2006 00:35:12 BrazilRhaeto-RomanceColorStereo4:3Video

Description

It's the time of celebration and merriment in the Alto Xingu. The dry season is coming to an end. The smell of the damp earth is mixed with the sweet perfume of pequi. But it has not always been like that: if it had not been for a death, the pequi would possibly not exist. Linking the past to the present, Kuikuro filmmakers tell a tale of dangers and pleasures, of sex and betrayal, where men and women, hummingbirds and alligators build a shared world.
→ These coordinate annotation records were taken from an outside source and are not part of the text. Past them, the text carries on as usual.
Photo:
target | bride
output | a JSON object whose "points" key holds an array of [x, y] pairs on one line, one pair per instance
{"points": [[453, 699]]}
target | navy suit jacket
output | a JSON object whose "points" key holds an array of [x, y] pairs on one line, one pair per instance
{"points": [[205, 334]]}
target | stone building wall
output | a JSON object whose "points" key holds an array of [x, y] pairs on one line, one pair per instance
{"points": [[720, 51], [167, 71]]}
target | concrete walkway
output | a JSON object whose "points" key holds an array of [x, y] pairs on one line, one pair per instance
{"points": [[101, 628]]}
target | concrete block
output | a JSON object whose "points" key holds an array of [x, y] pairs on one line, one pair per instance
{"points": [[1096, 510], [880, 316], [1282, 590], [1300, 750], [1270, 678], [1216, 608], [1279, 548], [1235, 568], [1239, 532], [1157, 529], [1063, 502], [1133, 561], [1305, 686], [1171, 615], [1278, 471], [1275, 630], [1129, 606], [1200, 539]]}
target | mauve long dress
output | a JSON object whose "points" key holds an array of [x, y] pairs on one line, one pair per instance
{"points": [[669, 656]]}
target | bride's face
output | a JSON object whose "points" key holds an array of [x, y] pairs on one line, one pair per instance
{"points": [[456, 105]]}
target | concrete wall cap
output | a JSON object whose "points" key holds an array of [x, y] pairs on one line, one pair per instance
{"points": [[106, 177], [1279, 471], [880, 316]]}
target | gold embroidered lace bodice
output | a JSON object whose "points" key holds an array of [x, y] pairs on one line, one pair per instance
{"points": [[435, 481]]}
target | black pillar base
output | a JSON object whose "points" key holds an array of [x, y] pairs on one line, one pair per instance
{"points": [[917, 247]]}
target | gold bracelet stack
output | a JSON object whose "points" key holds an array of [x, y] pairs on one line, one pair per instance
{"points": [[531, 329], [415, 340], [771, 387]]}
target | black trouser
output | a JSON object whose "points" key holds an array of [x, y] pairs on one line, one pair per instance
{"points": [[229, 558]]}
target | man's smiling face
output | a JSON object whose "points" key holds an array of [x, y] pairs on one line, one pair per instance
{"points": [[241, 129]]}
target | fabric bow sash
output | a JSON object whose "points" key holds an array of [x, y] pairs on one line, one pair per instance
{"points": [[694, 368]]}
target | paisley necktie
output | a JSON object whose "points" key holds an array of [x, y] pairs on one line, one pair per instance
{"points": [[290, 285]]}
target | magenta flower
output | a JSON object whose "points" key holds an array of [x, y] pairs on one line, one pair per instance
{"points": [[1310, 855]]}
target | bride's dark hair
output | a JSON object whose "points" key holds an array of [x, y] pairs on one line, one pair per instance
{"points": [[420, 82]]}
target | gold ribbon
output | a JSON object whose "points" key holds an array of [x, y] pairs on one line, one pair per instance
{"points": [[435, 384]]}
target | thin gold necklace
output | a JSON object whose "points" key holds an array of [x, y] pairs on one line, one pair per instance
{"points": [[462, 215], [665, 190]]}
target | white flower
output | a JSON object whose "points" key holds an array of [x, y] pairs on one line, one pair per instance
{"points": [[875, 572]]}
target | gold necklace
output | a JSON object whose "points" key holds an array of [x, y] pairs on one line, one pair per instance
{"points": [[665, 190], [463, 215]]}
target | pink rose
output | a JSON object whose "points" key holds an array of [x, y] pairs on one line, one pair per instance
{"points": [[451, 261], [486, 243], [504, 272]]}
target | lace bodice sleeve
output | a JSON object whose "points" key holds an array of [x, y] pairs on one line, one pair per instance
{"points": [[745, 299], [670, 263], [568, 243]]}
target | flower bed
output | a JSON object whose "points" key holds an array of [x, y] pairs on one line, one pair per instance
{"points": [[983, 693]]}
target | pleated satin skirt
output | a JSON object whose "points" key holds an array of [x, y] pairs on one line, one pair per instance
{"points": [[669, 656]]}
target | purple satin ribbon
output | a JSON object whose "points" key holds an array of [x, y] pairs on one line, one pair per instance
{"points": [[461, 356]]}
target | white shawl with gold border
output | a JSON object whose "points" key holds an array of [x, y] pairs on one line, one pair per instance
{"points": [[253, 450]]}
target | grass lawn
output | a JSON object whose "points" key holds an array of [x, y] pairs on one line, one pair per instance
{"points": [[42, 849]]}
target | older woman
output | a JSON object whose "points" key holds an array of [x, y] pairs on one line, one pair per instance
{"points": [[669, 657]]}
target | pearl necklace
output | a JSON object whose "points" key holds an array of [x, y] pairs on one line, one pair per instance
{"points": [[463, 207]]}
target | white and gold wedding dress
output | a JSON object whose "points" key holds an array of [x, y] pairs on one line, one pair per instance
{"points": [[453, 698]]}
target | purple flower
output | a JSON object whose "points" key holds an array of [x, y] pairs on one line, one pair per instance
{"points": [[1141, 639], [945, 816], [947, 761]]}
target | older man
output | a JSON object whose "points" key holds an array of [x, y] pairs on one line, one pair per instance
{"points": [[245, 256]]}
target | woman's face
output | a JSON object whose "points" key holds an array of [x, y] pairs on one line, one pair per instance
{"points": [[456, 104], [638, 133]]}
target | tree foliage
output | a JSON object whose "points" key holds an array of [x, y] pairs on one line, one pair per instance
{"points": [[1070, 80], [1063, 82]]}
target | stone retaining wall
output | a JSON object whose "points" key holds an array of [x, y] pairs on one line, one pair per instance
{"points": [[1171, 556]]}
Direction: Takumã and Maricá Kuikuro

Photography: Takumã, Mariká, Amuneri, Asusu, Jairão and Maluki

Editing: Leonardo Sette and Vincent Carelli

About Video in the Villages

Brazil-based Video in the Villages works to bring an understanding of the power of TV technology to indigenous peoples as an empowering tool in their fight to preserve their lands and ways of life. The Video in the Villages project is an ongoing series that grew out of the frustrating experiences the native Brazilian Waiãpi had with ethnographic film and video shoots in their villages. Initiated in 1985 by husband and wife Vincent Carelli and Virginia Valadão through the Centro de Trabalho Indigenista in São Paulo (the project has been independent since 2000), the project has had a profound effect on native image and self-image, inter-tribal relations, and relations with white institutions. Through the project, members of several native groups learn about video technology and participate in the production and editing of the videotapes to represent themselves and their cultures. Carelli continues to collaborate with indigenous media makers; Valadão died in 1998.